Von Florian Ehrich | 23.10.2013
    "Ja meine Lieben, ich wollte, ich könnte leben wie ihr, aber ich kann es nicht. Es ist etwas in meiner Natur, das mich immer und immer vorwärts treibt."

    So der Student Ludwig Leichhardt in einem Brief an seine Eltern. Schon als junger Mensch ist der am 23. Oktober 1813 in Trebatsch in der Lausitz geborene Leichhardt von seiner Mission beseelt, etwas Neues auf der Erde zu entdecken. Bernd Marx, der sich eingehend mit dem Naturforscher befasst und ein umfangreiches Ludwig-Leichhardt-Archiv besitzt, erklärt:

    "Sein Vorbild war Humboldt.
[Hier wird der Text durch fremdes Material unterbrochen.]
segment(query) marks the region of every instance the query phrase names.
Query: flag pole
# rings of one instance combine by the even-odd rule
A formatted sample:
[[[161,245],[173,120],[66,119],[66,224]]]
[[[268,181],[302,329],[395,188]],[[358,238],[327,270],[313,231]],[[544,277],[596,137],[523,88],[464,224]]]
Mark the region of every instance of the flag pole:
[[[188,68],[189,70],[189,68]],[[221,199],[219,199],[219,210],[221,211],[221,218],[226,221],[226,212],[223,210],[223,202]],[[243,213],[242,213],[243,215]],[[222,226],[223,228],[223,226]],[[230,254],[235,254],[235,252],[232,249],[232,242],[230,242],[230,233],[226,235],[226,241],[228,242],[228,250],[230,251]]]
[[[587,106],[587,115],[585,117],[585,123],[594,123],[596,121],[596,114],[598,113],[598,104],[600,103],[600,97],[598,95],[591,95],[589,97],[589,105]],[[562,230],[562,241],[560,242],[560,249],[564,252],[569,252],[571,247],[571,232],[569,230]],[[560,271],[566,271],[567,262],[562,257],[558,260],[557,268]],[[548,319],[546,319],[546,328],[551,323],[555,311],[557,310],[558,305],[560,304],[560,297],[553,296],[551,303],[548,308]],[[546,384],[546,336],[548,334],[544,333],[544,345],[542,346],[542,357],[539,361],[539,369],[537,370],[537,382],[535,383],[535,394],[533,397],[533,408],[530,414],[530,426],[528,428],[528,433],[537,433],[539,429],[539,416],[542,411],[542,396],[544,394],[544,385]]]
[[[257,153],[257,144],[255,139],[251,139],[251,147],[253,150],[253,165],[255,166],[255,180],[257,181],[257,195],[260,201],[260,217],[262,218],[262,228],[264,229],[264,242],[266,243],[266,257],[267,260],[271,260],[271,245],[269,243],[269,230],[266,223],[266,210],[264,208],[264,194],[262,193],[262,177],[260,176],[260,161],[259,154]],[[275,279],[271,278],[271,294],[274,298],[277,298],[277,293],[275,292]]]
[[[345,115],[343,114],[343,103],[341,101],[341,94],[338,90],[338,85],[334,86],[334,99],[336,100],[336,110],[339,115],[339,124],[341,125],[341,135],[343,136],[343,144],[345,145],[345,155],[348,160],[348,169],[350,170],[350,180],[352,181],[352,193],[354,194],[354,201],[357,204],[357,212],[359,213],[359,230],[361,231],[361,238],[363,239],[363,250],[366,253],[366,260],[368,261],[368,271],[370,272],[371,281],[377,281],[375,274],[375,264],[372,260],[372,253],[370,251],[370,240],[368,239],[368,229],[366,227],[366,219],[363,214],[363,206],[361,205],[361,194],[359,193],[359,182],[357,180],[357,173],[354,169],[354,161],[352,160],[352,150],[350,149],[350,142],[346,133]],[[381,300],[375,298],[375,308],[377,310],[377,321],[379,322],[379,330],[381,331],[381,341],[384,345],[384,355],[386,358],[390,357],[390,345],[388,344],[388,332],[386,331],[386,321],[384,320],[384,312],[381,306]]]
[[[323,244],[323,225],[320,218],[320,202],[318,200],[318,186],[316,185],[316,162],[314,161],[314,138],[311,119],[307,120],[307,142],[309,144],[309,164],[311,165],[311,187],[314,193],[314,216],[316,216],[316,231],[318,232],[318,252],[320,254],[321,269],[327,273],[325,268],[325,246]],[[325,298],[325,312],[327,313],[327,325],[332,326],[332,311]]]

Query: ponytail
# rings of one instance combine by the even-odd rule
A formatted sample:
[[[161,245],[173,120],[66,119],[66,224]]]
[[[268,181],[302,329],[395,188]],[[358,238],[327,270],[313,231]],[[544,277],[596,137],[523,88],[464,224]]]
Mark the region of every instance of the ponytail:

Und Humboldt ist bekannt durch seine Entdeckungsreisen in Südamerika, und da träumte er natürlich auch davon, irgendwo die weißen Flecken auf der Erde zu tilgen."
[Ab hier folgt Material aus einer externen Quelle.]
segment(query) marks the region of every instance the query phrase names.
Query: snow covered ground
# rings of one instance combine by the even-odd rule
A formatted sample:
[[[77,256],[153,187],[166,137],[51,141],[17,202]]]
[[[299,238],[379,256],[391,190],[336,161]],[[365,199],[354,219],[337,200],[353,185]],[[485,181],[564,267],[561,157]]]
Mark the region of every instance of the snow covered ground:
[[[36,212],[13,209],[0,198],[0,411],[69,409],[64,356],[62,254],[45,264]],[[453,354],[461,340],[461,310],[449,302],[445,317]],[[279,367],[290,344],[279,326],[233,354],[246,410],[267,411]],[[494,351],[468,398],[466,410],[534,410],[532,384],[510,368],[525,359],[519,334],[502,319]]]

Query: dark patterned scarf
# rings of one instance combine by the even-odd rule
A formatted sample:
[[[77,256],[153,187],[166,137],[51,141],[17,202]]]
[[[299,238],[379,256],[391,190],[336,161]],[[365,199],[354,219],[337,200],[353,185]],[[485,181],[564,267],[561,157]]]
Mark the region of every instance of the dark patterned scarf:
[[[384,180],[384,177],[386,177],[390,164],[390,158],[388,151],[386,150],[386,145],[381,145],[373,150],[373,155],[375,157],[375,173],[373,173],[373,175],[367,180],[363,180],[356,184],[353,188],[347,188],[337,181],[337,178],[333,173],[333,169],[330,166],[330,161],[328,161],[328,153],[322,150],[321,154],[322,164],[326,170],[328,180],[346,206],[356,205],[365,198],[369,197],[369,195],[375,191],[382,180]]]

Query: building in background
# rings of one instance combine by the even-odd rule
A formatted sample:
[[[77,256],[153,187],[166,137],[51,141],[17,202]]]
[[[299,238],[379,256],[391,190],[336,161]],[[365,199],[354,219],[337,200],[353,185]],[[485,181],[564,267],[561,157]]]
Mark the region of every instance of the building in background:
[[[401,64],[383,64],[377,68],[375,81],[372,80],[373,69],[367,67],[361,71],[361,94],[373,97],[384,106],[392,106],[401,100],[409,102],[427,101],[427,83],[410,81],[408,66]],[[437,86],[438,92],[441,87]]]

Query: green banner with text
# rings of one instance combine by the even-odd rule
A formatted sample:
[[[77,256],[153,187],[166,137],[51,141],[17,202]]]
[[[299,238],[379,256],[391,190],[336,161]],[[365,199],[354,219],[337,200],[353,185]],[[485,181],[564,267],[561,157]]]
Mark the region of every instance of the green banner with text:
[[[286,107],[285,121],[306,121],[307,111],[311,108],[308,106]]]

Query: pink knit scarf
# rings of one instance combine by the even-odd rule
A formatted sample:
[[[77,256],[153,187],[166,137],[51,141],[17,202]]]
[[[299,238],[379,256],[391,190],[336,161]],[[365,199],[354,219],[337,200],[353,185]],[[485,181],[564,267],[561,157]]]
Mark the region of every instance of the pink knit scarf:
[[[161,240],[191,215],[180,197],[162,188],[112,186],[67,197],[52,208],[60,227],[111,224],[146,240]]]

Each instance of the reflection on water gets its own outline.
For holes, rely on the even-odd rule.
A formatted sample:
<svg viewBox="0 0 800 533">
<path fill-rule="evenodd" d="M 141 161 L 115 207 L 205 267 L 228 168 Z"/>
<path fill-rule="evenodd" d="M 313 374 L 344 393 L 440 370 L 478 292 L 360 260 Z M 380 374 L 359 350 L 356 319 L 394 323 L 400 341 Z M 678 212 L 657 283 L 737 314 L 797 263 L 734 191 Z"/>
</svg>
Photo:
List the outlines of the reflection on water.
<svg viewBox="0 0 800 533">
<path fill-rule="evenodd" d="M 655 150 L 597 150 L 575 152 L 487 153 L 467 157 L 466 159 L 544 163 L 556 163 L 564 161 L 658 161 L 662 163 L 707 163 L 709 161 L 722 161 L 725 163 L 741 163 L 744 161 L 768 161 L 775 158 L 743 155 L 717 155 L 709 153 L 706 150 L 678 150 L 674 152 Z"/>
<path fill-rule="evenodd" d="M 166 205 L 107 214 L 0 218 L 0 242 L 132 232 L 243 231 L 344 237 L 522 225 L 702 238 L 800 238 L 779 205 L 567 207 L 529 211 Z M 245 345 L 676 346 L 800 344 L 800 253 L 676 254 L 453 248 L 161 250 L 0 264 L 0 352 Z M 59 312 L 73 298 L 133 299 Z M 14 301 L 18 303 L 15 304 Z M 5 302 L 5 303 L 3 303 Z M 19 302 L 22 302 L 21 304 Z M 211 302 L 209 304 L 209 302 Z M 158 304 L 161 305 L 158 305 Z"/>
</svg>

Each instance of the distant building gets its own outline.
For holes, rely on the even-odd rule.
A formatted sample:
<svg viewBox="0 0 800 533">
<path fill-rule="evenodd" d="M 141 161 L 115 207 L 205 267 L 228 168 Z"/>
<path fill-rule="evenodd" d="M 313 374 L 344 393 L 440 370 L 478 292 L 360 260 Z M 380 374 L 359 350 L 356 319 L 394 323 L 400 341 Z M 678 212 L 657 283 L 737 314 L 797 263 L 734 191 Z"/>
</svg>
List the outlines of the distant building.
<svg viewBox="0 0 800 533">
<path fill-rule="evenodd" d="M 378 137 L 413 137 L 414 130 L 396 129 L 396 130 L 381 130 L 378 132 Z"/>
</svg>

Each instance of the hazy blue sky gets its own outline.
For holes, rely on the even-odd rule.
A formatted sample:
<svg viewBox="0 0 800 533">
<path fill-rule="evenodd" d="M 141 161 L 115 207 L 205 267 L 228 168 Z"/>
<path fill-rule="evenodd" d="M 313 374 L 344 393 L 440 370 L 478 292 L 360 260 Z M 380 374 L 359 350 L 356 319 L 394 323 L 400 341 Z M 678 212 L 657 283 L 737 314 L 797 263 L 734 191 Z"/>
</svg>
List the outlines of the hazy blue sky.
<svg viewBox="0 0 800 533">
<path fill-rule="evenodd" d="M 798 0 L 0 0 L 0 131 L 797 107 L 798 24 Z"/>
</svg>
    Leichhardt ist jedoch kein Abenteurer, sondern ein Naturwissenschaftler mit einer innigen Verbindung zur Wildnis. Er studiert gewissenhaft Philosophie, Naturgeschichte, Botanik und Physik in Berlin, Göttingen, London und Paris, bleibt aber ohne Abschluss. Sein Blick richtet sich auf Neuholland, das damals noch eine britische Sträflingskolonie war und heute Australien heißt. Ein englischer Freund ermöglicht es dem mittellosen Sohn eines Torfinspektors 1841, die Reise in den fünften Kontinent anzutreten. Begeistert berichtet Leichhardt von seinen Plänen:

    "Während sich die Küsten von Neuholland allmählich beleben, ruht das Innere noch in völligem Dunkel. Man hat Expeditionen hinein gesandt, aber sie haben immer nur eine verhältnismäßig geringe Strecke eindringen können, indem ihre Vorräte sich aufzehrten, oder die Eingeborenen sie durch Feindseligkeiten zurückschreckten. Dieses Innere, dieser Kern der dunkeln Masse, ist mein Ziel, und ich werde nicht eher nachlassen, als bis ich es erreiche."

    In Australien angekommen, erkundet der Brandenburger zu Pferd oder zu Fuß zunächst allein die australische Wildnis zwischen Sydney und Brisbane und erlernt so das Handwerk eines Buschmanns. Mit Hilfe von Spenden rüstet er 1844 seine erste Expedition aus, die ihn durch gänzlich unerforschtes Gebiet über 4800 Kilometer von Jimbour in Queensland durch das Northern Territory bis nach Port Essington führt. Die strapaziöse Reise ist ein voller Erfolg und öffnet dem Land Perspektiven für die Urbarmachung, wie Bernd Marx erklärt:

    "Er hat sehr große Landflächen entdeckt für die Besiedlung, für die Weidewirtschaft, aber auch für Ackerbau, und was besonders wichtig ist: Er hat eine der größten Kohlelagerstätten Australiens entdeckt, das Bowen-Basin beim Mackenzie River."

    Zurück in Sydney werden Leichhardt und seine Männer enthusiastisch empfangen. Der rastlose Forscher nimmt sich jedoch kaum Zeit, um auszuruhen, sondern plant sofort seine nächste Erkundungsfahrt. Zusammen mit neun Gefährten, darunter einem Ureinwohner als Fährtenleser und Jäger, soll ganz Australien westwärts durchquert werden. Als Reit- und Lasttiere sowie für die Fleischversorgung führt Leichhardt 14 Pferde, 16 Maulesel, 40 Ochsen, 270 Ziegen und 90 Schafe mit sich. Dazu kommen 1000 Pfund Mehl an Proviant, außerdem Salz, Tee, Zucker, Schießpulver und Gewehrblei. Die Expedition scheitert an Zwistigkeiten innerhalb der Mannschaft und Krankheiten, die alle Männer schwächen. Leichhardt klagt in einem Brief:

    "Ich brauche Ihnen nicht zu sagen, wie enttäuscht, wie unglücklich ich mich fühlte, als ich die Notwendigkeit der Umkehr sah. Krankheit, Sorge, Plackerei haben meiner Konstitution geschadet, und ich fürchte, dass mich das 10 Jahre meines Lebens gekostet hat."

    Die nächste Unternehmung kostet ihn das Leben. Während seiner dritten großen Expedition, zu der er 1848 aufbricht, verschwindet er spurlos im Busch. Bernd Marx:

    "Bei der dritten Expedition ist Ludwig Leichhardt mit der gesamten Gruppe verschollen, vermutlich im Herbst 1850 am Wantata-Wasserloch von den Aborigine getötet."

    In Australien und anderswo ist Ludwig Leichhardt bis heute ein berühmter Mann, nach dem viele Flüsse, Kanäle, Pflanzen und Tiere benannt sind. In Deutschland ist er fast unbekannt. Schon 1851 bedauerte das Alexander von Humboldt:

    "Es ist mir immer unbegreiflich gewesen, wie in Deutschland der Name eines durch Kenntnisse, Charakterstärke und seine geografischen Entdeckungen in England so hoch geachteten Mannes wenig Anklang gefunden habe!"